BokehDepth: Enhancing Monocular Depth Estimation through Bokeh Generation
This work addresses a domain-specific problem in computer vision for enhancing depth estimation and bokeh rendering, with incremental improvements over existing methods.
The paper tackled the problem of incomplete coupling between bokeh generation and monocular depth estimation by introducing BokehDepth, a two-stage framework that uses defocus as a supervision-free cue, resulting in improved visual fidelity over baselines and consistent boosts in metric accuracy and robustness for depth models.

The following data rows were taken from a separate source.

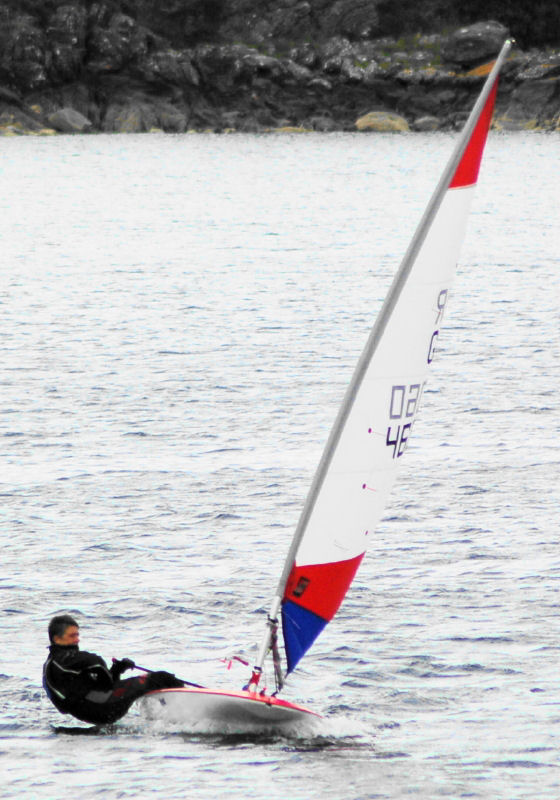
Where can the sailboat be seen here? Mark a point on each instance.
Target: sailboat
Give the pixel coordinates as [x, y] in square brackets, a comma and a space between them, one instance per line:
[357, 470]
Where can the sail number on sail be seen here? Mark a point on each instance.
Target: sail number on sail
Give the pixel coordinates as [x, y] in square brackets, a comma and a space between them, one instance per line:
[404, 402]
[405, 399]
[441, 303]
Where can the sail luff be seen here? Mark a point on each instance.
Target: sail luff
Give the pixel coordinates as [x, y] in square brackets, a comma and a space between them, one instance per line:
[447, 178]
[385, 313]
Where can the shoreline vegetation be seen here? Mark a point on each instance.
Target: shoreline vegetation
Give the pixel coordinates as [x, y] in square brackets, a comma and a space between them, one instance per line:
[290, 66]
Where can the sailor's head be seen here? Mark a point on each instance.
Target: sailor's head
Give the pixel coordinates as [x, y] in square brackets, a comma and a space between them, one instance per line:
[64, 630]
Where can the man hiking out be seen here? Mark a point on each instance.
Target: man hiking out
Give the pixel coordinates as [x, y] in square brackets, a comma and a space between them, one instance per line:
[81, 684]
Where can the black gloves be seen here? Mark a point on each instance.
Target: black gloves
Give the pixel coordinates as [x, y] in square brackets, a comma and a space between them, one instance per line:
[163, 680]
[121, 665]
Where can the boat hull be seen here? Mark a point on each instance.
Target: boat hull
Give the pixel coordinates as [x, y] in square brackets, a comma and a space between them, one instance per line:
[219, 709]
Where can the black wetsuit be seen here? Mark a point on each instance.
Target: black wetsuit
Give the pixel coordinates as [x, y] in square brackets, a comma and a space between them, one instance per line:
[80, 683]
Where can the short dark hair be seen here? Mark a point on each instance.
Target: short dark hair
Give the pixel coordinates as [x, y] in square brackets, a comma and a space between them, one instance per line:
[58, 625]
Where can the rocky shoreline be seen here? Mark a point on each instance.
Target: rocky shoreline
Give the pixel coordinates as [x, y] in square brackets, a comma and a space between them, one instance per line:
[109, 73]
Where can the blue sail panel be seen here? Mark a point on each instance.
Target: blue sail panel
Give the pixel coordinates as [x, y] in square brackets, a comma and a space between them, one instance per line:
[300, 627]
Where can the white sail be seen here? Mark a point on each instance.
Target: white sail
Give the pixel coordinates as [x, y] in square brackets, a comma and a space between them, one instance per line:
[358, 468]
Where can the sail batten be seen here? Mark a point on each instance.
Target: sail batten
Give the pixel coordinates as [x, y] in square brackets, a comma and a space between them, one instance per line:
[350, 488]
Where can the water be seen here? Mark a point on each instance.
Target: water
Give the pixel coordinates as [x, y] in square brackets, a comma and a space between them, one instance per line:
[180, 317]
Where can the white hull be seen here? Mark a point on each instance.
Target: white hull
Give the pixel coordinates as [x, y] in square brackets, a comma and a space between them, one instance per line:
[226, 711]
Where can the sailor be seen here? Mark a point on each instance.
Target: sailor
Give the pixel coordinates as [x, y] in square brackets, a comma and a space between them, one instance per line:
[80, 683]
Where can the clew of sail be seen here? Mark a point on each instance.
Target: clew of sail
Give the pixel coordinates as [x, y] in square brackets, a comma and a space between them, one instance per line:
[358, 467]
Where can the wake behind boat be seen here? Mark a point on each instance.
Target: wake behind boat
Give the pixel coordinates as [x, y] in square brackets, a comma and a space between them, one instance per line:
[351, 486]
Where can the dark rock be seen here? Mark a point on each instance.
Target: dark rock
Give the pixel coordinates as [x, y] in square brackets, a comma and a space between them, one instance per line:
[354, 18]
[66, 34]
[135, 116]
[68, 120]
[170, 67]
[533, 104]
[113, 45]
[23, 49]
[474, 44]
[425, 124]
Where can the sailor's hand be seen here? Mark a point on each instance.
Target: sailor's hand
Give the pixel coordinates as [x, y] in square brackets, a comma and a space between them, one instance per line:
[120, 665]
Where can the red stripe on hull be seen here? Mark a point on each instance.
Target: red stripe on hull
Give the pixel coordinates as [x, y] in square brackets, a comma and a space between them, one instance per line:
[466, 173]
[320, 588]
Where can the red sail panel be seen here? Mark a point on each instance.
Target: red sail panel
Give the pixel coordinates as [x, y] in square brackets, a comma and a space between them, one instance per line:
[466, 173]
[320, 588]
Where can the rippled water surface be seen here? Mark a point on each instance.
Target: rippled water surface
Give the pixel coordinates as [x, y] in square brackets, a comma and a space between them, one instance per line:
[180, 317]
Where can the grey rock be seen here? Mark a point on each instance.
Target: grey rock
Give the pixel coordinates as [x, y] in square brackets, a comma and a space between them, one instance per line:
[68, 120]
[474, 44]
[427, 123]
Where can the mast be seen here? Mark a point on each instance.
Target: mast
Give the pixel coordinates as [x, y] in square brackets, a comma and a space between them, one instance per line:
[372, 343]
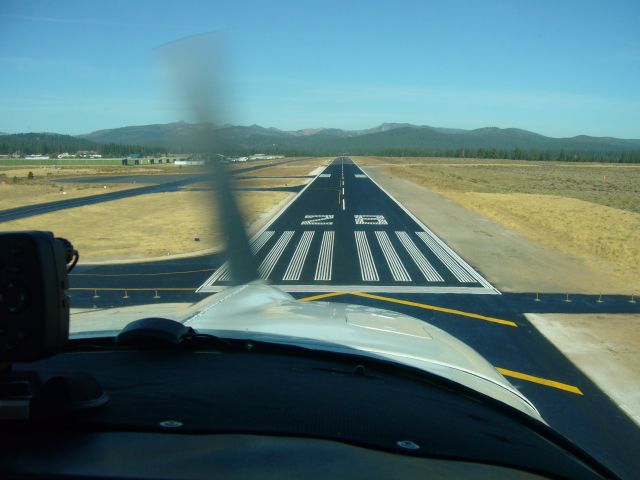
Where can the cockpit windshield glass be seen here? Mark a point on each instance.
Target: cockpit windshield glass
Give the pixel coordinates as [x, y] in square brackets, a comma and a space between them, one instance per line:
[452, 185]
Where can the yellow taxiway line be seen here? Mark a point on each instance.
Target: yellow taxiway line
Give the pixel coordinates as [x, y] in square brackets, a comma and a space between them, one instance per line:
[541, 381]
[413, 304]
[507, 373]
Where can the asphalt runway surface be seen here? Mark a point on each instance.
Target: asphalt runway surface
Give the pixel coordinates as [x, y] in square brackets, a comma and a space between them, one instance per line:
[343, 231]
[371, 251]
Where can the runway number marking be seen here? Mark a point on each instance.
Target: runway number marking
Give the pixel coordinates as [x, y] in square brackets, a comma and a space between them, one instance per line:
[317, 220]
[325, 259]
[370, 220]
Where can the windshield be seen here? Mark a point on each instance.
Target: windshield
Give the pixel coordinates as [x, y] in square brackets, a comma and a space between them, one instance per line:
[472, 166]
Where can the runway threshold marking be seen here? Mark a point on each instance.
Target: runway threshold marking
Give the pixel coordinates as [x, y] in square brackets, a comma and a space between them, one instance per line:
[139, 274]
[540, 381]
[413, 304]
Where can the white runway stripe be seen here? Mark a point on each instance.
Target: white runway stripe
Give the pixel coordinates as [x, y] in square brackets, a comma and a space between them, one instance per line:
[458, 270]
[367, 266]
[269, 262]
[256, 246]
[299, 256]
[325, 258]
[423, 264]
[398, 271]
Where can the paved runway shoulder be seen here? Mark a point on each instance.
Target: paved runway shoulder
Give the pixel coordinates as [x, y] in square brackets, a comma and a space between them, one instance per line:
[343, 231]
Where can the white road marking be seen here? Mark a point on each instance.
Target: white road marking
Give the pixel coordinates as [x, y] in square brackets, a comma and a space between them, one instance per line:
[299, 256]
[458, 270]
[423, 264]
[367, 266]
[256, 245]
[269, 262]
[325, 258]
[489, 289]
[386, 289]
[398, 271]
[370, 220]
[317, 220]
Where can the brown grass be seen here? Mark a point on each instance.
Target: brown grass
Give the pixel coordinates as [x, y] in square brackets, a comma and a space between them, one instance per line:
[34, 192]
[569, 207]
[151, 225]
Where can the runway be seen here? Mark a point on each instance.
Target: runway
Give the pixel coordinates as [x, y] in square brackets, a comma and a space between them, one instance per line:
[344, 231]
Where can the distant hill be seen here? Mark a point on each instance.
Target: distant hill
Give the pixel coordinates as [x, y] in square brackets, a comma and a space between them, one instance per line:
[329, 141]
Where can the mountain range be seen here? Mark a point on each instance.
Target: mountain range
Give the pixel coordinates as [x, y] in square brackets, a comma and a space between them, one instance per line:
[328, 141]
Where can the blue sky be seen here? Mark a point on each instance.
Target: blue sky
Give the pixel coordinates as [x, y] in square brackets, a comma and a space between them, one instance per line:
[556, 68]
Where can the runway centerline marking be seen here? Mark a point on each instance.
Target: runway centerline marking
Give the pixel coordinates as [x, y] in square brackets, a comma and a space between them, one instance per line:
[317, 220]
[370, 220]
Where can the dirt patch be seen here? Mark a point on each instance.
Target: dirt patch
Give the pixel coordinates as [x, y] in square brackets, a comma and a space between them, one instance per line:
[605, 347]
[152, 225]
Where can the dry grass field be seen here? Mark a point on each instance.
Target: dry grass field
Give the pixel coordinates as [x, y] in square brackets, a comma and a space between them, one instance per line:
[591, 211]
[153, 225]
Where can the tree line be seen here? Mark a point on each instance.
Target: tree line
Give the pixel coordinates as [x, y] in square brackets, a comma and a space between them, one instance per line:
[53, 144]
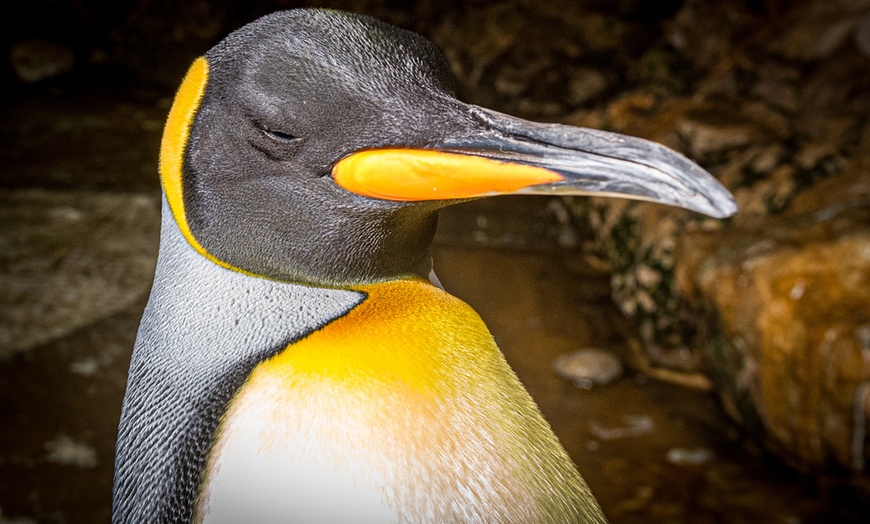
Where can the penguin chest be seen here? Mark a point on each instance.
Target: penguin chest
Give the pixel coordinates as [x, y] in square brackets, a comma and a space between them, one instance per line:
[401, 411]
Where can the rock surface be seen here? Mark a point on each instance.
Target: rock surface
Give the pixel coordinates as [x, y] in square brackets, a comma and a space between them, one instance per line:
[772, 305]
[69, 259]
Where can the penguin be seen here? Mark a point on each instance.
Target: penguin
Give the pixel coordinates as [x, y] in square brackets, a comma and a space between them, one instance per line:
[294, 363]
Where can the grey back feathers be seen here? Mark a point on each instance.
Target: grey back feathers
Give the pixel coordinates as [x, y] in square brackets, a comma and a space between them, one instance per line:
[204, 329]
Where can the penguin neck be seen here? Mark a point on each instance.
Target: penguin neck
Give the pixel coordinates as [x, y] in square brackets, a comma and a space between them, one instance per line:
[352, 247]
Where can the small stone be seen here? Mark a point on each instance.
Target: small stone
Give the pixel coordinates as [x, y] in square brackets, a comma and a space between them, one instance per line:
[588, 367]
[682, 456]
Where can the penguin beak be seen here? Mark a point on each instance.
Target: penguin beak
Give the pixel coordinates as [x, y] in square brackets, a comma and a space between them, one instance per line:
[508, 155]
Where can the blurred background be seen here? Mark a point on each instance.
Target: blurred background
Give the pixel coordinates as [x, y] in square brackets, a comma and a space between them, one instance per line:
[696, 370]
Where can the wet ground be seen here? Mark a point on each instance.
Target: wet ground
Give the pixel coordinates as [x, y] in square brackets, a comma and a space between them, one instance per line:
[77, 243]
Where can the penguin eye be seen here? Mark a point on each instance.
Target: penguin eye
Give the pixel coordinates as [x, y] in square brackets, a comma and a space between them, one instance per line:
[279, 135]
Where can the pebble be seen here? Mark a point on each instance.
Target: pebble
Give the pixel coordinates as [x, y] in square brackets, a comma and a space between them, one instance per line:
[588, 368]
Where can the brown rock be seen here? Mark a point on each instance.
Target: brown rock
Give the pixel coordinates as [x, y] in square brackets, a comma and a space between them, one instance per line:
[789, 351]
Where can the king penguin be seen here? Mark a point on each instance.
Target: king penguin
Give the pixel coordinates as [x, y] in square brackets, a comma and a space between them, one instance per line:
[294, 363]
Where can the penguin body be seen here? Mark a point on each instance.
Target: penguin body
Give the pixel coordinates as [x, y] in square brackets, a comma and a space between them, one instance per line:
[293, 364]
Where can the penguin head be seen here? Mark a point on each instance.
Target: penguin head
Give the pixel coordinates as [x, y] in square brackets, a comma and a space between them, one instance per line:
[317, 146]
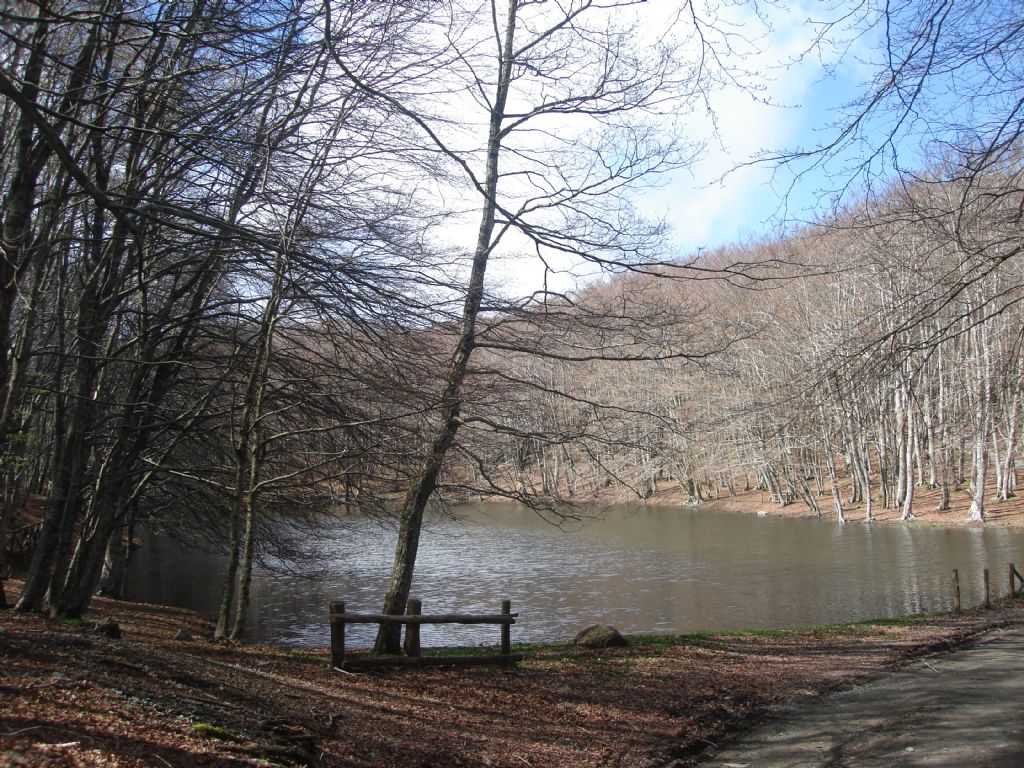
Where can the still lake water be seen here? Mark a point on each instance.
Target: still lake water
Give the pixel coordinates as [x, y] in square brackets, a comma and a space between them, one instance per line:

Bokeh and monocular depth estimation are tightly coupled through the same lens imaging geometry, yet current methods exploit this connection in incomplete ways. High-quality bokeh rendering pipelines typically depend on noisy depth maps, which amplify estimation errors into visible artifacts, while modern monocular metric depth models still struggle on weakly textured, distant and geometrically ambiguous regions where defocus cues are most informative. We introduce BokehDepth, a two-stage framework that decouples bokeh synthesis from depth prediction and treats defocus as an auxiliary supervision-free geometric cue. In Stage-1, a physically guided controllable bokeh generator, built on a powerful pretrained image editing backbone, produces depth-free bokeh stacks with calibrated bokeh strength from a single sharp input. In Stage-2, a lightweight defocus-aware aggregation module plugs into existing monocular depth encoders, fuses features along the defocus dimension, and exposes stable depth-sensitive variations while leaving downstream decoder unchanged. Across challenging benchmarks, BokehDepth improves visual fidelity over depth-map-based bokeh baselines and consistently boosts the metric accuracy and robustness of strong monocular depth foundation models.